Adventures in your own backyard are often the most enjoyable, and few are better than a ride along the top coast of Devon and Cornwall. Beautiful views, great riding, plentiful cream teas. What more could you ask for?
Why would I go there?
As soon as you turn off the M5 at Bridgwater (presuming you’re riding down from the north), the adventure along the north coastline of Devon and Cornwall begins, and continues all the way to Land’s End if you have the time.
The route is easy to follow and the distance easily manageable over a couple of days. Some sections can be busy, such as passing through or around Newquay or Bude, but for much of the rest it’s a mix of picturesque harbour villages, quiet coastal roads and some stunning beaches if you have time to get off the bike for a swim.
In terms of a route you can’t go wrong if you generally stick to the road closest the sea. From Bridgwater it’s the A39 all the way to the infamous Porlock Hill, across the cliff tops to Lynmouth and Lynton.
Then it’s really worth heading out towards Valley of the Rocks before passing Lee Abbey and out along the narrow, cliff-top and tree-lined road that brings you out near the Hunters Inn. More back roads eventually bring you out at Combe Martin.
Photography: Nathan Millward
Head for Woolacombe and then the back road out to Croyde and Saunton Sands before you pass through Braunton, then out to Barnstaple and over the River Taw via the Taw Bridge.
You can head inland here to Torrington and then to Bude, or stay on the A39 which brings you out at the same place. Widemouth Bay is worth detouring to, with a narrow coastal road passing through Dizzard then onto Boscastle and Tintagel.
The picturesque port town of Padstow follows, with free bike parking on the harbour wall at the end of the public carpark, before heading to Newquay via the B3276 that takes in Porthcothan and Watergate Bay.
Around Newquay to Perranporth, then St.
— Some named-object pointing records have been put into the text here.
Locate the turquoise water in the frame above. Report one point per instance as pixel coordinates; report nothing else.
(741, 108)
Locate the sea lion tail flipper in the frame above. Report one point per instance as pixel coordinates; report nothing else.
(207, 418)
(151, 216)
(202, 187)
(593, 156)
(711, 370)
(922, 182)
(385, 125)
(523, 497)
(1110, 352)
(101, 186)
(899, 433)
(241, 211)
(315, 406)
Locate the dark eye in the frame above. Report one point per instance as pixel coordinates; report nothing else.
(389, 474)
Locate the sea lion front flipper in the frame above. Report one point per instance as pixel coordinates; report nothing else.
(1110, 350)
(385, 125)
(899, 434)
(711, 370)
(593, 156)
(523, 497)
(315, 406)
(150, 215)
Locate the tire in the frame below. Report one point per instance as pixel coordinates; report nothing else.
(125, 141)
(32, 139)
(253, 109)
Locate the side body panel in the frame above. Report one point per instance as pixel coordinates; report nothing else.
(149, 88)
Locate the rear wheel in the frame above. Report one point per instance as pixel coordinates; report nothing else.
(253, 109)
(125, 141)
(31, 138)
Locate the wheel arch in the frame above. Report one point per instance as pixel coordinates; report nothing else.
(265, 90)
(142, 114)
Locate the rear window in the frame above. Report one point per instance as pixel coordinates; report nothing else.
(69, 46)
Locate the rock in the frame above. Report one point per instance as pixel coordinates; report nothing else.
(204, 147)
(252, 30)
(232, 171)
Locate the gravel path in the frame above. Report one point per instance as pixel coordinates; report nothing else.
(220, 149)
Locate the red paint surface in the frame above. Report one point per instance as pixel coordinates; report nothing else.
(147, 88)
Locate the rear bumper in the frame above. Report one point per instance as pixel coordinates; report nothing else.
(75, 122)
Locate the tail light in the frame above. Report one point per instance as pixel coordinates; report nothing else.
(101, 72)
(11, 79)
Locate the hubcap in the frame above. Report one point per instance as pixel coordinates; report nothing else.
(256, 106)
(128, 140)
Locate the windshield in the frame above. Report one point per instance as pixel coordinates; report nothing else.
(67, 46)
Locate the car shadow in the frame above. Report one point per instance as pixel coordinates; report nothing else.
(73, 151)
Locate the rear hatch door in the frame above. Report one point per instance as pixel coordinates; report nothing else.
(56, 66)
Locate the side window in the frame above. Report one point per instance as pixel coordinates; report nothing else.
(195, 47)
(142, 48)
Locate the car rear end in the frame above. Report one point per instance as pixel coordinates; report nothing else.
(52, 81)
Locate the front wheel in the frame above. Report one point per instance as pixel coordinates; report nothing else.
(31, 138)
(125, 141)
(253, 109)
Agnes, Portreath and Gwithian until you arrive on the north side of Hayle. From there it’s an hour’s ride via St Ives to Land’s End, taking the scenic B3306 coast road all the way to Cape Cornwall, then Land’s End four miles to the south. Enjoy a meal or drink at Sennen Cove before turning around making your way back up, using the main A30 if you’re in a rush.
What is there to do?
The great thing about Devon and Cornwall is that there’s plenty to do. There’s a good range of accommodation, from camping to hotels and youth hostels.
Food options are plentiful with pasties and cream tea guaranteed to keep your spirits up and your costs down and off the bike there’s chance to do some surfing or coastal walks, with the castle at Tintagel worth exploring.
Photography: Nathan Millward
In terms of riding, it isn’t as fast-paced as some people might like. There are no mountain passes or high-speed sections, but the roads are generally narrow and flanked with high hedgerows or long drops to the sea.
It’s more a place for a relaxed pace, and also a place you can explore without religiously sticking to a preordained route on your sat-nav. Explore the back lanes, take random turns and stop in places you didn’t know existed. It’s hard to get too lost so long as you keep the sea on your right.
Know before you go…
From a biking perspective, take it easy as you’re likely to meet holiday traffic, tractors and cattle on the road.
You won’t cover a lot of ground quickly in these parts. In can be slow going so allow enough time so not as to rush.
Some of the best spots are the least well known. Taking the coastal back roads brings you into all sorts of small beach and port villages that are much more pleasant (to my eyes) than the big names such as Newquay or Bude.
There are plenty of festivals going on in the South West, mainly during the summer months, so it’s worth checking out some of those. Equally, rent a surfboard for an hour or so and get some waves.
Bike size is certainly not important down here. You don’t need a big bike and in fact it’s a bit overkill for some of the tight lanes, especially if you need to back up or turn around.
This area is perfectly suited to a 125cc and for the L-plater just passing their test it’s a fantastic part of the world to cut your teeth in the art of motorcycle travel.
Best time to go?
Ideally, you’d ride it in the summer as the weather makes a huge difference to how much you’ll enjoy the ride. It’s wise to avoid school holiday time, though. The roads are still rideable and there are some quieter corners, but some of the most popular places and roads in between will be slow going and congested in parts.
June is a good compromise, but then so is September if the weather’s good. Alternatively, brave it in the earlier riding season of March and April when you really get some of the roads and beaches all to yourself.
1. There are some good suggestions for routes here: https://www.bestbikingroads.com/motorcycle-roads/united-kingdom/rides/south-west-england
2. The YHA has some great hostel locations in Devon and Cornwall, including the cliff-top location near Land’s End. Hostels are a great way for the solo traveller to meet friendly faces along the way: https://www.yha.org.uk/
3. For campsites try Pitchup, which allows you to search out those that are motorcycle-friendly (although most generally are): https://www.pitchup.com/. There’s also https://www.ukcampsite.co.uk/ that’s worth a look at.
4. As always take a puncture repair kit because help, by means of a recovery truck, can be a long way off in these parts.